Wat ons betreft, zou het industriebeleid van de nieuwe commissie moeten:
- zich richten op het wereldwijde plaatje in plaats van de interne markt — onder andere door EU-financiering voorrang te geven boven staatssteun en geleidelijk compensatiemaatregelen te harmoniseren;
- voldoende financiering garanderen, niet alleen voor onderzoek en ontwikkeling in reductietechnologieën, maar ook voor investeringen en operationele kosten voor innovatieve oplossingen — processen met lage emissies zullen waarschijnlijk altijd kostbaarder zijn dan die in continenten zonder ambities om klimaatneutraal te worden;
- technologieneutraal zijn in plaats van oplossingen te bevoordelen die niet haalbaar zijn voor alle sectoren of gebieden in de EU (zoals koolstofafvang en -opslag); en
- de regelgevende toolkit herzien — maatregelen met de hoogste administratieve last maar twijfelachtige effectiviteit afschaffen.
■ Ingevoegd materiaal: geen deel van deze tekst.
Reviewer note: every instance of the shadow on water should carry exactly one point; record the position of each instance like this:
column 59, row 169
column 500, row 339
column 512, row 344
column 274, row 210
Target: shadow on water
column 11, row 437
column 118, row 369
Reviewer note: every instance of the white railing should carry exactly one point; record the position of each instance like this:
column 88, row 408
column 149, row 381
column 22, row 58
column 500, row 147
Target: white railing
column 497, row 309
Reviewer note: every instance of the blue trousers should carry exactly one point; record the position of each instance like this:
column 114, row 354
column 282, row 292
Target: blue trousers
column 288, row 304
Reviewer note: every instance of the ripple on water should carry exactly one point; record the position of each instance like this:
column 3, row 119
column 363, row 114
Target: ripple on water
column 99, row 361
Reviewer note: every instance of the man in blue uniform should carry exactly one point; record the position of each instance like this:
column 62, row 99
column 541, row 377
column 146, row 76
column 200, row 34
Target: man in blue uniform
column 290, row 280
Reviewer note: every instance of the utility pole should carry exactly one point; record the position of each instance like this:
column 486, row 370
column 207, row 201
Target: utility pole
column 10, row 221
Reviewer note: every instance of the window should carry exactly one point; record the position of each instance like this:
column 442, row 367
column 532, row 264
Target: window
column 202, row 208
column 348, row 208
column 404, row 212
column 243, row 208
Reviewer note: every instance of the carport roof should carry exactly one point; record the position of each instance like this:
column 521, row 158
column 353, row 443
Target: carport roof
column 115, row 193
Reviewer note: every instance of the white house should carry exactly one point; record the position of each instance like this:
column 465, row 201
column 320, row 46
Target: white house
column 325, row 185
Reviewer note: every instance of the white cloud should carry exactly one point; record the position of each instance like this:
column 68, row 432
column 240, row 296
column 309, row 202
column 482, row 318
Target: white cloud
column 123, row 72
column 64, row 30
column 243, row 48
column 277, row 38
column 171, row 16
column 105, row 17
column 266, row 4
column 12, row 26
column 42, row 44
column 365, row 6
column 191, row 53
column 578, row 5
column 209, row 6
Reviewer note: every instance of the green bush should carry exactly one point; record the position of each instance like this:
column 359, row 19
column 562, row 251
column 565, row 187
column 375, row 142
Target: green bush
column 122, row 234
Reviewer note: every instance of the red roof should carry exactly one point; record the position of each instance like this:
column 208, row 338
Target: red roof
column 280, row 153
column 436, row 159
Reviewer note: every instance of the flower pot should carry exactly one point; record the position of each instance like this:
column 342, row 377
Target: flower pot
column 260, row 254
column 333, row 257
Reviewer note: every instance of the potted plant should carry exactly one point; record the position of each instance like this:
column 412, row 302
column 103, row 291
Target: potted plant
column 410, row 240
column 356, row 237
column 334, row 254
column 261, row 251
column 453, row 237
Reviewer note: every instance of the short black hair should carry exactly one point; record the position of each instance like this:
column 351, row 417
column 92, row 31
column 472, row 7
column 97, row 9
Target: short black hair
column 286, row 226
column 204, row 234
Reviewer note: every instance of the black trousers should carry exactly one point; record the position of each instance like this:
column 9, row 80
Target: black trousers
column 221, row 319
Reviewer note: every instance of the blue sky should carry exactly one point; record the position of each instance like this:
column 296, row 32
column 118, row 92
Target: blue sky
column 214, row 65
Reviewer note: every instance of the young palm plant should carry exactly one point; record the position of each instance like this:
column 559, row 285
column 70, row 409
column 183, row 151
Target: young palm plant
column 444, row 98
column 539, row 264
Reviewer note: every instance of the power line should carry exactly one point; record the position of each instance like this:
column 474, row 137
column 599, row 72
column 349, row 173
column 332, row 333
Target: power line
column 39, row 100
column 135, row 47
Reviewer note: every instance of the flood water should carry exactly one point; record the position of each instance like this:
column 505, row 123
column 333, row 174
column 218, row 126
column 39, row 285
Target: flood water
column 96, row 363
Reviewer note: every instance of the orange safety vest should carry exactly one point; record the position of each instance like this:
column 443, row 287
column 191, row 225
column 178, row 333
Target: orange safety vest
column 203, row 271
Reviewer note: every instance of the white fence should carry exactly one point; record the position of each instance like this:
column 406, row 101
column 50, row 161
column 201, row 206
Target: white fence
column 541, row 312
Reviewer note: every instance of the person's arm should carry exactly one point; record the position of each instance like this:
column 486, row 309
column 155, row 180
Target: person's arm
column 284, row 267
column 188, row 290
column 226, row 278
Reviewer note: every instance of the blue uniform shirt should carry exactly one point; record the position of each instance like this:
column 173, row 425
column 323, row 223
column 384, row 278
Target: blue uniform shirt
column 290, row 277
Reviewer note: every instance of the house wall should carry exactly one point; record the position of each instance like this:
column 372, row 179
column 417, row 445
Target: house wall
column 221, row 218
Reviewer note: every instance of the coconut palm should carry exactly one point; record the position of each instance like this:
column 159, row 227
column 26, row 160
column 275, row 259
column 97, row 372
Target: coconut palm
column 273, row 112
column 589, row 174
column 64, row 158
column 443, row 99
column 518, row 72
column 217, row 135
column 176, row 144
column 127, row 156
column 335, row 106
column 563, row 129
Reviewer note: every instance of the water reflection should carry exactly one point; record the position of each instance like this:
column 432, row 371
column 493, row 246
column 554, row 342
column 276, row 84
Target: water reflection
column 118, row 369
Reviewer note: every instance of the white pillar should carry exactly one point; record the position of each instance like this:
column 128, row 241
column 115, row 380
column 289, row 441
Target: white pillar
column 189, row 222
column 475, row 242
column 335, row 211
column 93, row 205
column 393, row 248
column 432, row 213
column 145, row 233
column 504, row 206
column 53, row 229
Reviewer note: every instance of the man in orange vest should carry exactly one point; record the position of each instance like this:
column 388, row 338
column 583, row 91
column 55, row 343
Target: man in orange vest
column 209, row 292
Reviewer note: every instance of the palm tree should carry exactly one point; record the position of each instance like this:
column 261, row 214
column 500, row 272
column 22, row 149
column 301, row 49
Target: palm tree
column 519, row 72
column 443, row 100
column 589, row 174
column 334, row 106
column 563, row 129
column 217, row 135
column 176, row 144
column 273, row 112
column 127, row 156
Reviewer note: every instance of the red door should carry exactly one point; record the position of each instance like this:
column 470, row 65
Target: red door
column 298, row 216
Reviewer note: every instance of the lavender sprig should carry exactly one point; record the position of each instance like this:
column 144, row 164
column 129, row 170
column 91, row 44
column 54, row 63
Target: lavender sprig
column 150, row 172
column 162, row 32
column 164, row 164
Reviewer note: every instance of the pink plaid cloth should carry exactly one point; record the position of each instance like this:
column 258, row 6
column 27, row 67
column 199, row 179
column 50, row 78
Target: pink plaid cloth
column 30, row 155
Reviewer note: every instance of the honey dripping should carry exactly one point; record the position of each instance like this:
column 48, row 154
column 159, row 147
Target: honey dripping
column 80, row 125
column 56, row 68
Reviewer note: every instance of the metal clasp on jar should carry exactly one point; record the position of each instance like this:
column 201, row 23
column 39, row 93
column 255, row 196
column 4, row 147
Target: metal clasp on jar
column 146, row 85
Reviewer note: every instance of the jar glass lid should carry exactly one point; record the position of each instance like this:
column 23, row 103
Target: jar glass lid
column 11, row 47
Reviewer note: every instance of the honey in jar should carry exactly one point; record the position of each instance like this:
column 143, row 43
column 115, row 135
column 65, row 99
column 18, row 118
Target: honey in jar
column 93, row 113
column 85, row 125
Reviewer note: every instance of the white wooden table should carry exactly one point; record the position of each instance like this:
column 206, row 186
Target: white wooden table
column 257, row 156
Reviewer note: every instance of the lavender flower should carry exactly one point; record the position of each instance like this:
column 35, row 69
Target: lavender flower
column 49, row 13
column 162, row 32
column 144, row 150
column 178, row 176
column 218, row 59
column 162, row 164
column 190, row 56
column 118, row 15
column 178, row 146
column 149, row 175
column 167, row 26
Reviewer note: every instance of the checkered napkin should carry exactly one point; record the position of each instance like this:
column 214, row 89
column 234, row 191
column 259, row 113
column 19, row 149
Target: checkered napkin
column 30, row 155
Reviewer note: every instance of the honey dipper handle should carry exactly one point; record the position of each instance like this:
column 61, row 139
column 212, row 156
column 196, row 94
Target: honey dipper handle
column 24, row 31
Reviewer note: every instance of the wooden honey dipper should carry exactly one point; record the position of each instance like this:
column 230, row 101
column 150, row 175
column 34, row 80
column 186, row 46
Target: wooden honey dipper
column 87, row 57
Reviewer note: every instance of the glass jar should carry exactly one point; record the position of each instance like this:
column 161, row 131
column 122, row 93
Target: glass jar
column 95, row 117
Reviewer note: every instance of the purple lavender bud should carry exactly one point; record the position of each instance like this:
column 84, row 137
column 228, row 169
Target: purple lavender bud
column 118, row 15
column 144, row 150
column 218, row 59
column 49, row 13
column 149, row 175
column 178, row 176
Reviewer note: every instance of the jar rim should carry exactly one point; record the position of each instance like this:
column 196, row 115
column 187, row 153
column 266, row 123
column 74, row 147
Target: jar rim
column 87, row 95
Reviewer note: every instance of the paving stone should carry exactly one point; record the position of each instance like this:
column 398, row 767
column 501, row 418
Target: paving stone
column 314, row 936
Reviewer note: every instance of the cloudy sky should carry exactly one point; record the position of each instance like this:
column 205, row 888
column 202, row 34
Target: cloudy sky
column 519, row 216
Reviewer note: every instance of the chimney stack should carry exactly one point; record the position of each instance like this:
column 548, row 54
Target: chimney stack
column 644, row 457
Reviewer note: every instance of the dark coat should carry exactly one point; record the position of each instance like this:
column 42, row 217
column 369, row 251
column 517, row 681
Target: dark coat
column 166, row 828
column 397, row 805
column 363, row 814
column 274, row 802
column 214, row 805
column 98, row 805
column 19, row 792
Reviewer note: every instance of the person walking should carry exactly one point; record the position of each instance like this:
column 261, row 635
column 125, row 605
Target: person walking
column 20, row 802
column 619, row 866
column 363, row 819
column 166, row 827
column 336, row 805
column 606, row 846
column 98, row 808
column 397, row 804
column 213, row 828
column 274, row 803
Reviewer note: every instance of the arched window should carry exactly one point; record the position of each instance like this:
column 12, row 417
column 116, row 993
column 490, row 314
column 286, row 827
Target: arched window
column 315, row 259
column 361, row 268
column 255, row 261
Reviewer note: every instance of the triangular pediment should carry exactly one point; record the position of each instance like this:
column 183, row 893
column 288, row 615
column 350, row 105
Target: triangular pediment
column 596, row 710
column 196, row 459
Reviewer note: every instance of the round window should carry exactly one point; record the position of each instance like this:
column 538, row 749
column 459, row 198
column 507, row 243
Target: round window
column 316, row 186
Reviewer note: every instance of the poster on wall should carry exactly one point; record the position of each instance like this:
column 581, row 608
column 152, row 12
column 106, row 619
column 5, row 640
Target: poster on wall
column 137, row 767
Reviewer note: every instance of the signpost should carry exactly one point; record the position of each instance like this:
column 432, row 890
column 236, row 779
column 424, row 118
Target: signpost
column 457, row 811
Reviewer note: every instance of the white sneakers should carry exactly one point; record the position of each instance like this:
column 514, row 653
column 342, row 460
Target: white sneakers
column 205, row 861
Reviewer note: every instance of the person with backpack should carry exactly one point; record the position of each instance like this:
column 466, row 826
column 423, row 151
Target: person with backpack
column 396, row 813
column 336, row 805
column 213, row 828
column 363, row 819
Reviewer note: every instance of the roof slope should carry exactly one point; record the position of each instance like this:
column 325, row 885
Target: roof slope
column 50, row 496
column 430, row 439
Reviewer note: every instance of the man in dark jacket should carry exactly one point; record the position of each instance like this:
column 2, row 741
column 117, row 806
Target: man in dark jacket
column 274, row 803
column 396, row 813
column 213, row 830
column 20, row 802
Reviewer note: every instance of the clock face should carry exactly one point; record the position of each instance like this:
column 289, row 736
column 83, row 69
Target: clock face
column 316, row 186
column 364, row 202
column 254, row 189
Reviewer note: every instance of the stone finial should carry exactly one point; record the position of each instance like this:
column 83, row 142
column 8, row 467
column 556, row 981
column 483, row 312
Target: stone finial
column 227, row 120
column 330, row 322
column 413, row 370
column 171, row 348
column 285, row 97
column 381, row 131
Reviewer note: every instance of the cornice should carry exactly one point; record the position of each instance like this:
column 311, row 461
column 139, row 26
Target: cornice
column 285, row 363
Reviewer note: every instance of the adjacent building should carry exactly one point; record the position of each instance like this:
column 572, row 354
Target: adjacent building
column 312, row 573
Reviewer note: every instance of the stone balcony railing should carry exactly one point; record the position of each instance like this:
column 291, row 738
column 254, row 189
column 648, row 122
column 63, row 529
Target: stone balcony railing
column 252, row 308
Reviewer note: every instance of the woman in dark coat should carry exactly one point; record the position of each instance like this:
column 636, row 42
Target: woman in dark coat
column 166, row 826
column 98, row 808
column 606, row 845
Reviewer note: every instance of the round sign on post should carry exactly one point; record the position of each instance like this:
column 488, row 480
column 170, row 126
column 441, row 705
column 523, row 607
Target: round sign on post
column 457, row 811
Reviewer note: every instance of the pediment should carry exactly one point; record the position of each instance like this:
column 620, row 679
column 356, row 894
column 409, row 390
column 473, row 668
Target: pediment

Tot slot vragen we de commissie om snel te handelen. Industrieën nemen investeringsbeslissingen op basis van het geldende regelgevingskader — maar er blijven een aantal uitdagingen bestaan zoals CBAM, de lineaire vermindering van gratis EUAs, de afnemende scope van geschiktheid voor compensatie en steeds striktere benchmarks. Een sterk signaal van de Berlaymont over de drang naar wereldwijde concurrentievermogen kan hun vooruitzichten verbeteren.